Q. I recently hired an outside contractor to do some repairs in my condominium unit. Now, my building management is accusing said contractor of damaging the door to the unit. My contractor is not aware of the damage or and doesn’t believe that any damages occurred, and they have not told him anything. Prior to hiring this particular contractor, the building required that he send in all proper documentation and insurance certification and he did so. The building then asked for a $500 security deposit just in case the contractor or his workers did any damage. So when he allegedly did something, they deposited my money without me seeing any proof. Do they have the right to do so?
—Aggrieved in Atlantic Beach
A. “Rarely have I seen condominium documents that require a monetary deposit from an owner (or the owner's contractor) as security against damage which may be caused by the contractor during the performance of the work,” says Dennis J. Eisinger, managing partner at the law firm of Eisinger, Brown, Lewis, Frankel & Chaiet, P.A., with offices in Hollywood and Gainesville.

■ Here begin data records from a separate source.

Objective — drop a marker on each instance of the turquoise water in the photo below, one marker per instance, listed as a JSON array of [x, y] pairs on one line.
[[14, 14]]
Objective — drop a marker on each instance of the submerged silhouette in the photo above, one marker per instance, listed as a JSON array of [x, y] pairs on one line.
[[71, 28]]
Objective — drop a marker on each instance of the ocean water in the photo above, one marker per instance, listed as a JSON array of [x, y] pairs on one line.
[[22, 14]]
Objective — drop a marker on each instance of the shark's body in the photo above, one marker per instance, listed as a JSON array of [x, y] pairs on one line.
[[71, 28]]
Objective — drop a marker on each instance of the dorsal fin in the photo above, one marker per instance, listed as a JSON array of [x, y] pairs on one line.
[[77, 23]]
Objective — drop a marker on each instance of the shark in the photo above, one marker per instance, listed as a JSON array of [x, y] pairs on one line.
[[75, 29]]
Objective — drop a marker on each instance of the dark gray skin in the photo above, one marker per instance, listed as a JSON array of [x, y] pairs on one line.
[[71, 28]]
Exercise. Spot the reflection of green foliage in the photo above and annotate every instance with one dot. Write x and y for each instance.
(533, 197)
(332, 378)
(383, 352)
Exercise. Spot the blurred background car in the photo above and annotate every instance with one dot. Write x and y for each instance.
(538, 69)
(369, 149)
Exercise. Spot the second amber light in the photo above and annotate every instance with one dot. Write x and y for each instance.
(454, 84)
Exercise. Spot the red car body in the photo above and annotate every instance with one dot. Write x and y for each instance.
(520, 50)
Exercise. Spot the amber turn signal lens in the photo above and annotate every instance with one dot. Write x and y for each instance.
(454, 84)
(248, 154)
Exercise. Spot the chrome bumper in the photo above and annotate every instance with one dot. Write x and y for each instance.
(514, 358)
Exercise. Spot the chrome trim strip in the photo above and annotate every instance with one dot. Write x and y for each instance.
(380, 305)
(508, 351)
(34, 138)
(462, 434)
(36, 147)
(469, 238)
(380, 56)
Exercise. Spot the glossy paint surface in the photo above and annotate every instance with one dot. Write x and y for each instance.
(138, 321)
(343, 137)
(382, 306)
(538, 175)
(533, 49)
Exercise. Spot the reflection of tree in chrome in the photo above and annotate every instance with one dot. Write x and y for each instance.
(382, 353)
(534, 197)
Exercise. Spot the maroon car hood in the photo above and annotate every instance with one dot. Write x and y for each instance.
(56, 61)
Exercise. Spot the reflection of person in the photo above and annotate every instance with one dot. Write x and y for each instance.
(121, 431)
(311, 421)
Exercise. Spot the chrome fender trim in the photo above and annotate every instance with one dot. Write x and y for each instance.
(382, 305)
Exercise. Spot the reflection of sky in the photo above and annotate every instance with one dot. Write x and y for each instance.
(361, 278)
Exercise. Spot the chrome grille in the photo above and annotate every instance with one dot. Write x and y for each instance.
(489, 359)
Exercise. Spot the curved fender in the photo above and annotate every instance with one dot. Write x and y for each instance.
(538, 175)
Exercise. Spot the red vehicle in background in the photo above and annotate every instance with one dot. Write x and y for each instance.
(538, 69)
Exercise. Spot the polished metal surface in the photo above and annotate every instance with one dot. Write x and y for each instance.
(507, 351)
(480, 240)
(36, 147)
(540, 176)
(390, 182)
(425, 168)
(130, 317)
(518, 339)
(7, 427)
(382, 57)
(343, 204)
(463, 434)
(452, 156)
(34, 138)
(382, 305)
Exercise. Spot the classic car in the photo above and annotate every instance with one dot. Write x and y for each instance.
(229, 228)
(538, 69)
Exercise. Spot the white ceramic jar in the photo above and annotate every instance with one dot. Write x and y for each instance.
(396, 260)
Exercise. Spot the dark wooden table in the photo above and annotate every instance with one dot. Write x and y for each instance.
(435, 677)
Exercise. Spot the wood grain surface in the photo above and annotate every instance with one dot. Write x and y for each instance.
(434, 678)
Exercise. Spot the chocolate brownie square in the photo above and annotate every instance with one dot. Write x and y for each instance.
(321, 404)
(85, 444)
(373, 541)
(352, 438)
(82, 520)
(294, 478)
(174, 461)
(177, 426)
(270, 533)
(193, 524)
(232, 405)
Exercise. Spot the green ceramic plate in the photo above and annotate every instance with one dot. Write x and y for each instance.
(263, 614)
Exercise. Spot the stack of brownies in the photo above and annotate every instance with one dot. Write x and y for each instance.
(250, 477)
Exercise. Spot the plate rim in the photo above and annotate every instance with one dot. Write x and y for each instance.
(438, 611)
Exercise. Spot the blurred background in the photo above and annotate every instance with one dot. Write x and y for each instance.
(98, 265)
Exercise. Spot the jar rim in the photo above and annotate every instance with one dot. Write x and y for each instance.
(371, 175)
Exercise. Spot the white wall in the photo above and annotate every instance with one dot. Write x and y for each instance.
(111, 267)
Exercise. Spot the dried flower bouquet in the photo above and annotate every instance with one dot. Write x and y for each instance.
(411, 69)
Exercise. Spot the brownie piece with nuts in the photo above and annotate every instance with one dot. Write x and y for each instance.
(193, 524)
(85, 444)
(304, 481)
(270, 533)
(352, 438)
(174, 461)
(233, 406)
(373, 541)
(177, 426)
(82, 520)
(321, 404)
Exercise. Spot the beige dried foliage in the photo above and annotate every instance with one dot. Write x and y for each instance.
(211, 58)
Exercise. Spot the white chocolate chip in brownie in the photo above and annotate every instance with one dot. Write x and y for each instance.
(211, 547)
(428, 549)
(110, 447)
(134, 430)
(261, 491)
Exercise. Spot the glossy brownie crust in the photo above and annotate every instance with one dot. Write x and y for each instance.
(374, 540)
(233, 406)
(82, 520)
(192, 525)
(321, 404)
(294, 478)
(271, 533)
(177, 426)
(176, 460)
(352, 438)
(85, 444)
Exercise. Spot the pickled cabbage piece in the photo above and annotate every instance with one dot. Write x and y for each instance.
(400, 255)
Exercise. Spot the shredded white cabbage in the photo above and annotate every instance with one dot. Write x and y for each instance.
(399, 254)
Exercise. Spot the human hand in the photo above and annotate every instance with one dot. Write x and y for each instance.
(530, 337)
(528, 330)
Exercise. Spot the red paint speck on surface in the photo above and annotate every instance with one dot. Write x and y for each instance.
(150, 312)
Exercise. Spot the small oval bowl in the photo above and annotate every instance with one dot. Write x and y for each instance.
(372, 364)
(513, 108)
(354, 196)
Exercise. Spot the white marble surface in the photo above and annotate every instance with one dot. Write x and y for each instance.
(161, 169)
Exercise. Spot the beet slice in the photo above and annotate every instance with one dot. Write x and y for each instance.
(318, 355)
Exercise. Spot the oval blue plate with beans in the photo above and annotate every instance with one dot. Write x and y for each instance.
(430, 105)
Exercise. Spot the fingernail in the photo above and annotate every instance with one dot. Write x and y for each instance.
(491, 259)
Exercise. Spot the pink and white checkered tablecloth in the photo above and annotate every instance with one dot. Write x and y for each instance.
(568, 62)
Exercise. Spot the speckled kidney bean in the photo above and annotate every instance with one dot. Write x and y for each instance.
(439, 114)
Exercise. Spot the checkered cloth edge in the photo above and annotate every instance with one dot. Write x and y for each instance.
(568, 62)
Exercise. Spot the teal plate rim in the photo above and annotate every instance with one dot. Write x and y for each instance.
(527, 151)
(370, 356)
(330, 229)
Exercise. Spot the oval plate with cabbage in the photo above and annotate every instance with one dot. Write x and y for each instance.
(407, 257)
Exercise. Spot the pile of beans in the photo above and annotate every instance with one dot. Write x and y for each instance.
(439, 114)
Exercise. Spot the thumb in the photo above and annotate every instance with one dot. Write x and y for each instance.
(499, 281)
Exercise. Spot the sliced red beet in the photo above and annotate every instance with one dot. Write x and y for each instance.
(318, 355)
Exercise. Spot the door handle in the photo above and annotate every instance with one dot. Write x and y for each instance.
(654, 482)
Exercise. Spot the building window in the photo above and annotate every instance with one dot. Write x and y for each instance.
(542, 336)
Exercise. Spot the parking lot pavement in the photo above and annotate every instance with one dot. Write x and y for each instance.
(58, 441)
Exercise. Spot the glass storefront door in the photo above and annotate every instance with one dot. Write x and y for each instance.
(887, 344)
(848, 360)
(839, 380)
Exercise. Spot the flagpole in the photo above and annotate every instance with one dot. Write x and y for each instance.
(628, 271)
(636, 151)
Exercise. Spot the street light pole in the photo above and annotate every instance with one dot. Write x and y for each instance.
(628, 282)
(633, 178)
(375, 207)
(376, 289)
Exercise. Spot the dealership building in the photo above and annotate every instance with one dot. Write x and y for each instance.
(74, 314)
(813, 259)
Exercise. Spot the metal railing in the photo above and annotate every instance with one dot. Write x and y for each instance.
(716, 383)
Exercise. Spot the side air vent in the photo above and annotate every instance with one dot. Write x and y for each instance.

“Security deposits for this usually are not necessary as applicable Florida law clearly bestows liability upon the unit owner for any damage caused by the unit owner's contractors (and, for that matter, guests and invitees). In this case, the unit owner should first determine whether the association had the right, pursuant to the condominium documents, to require the tendering of a security deposit. Second, whether or not the security deposit was appropriate, the unit owner should make written demand for return of the monies if he believes his contractor did not cause the damage and, if the association does not comply, the unit owner can pursue his demand for the return of the monies through either judicial action or arbitration.”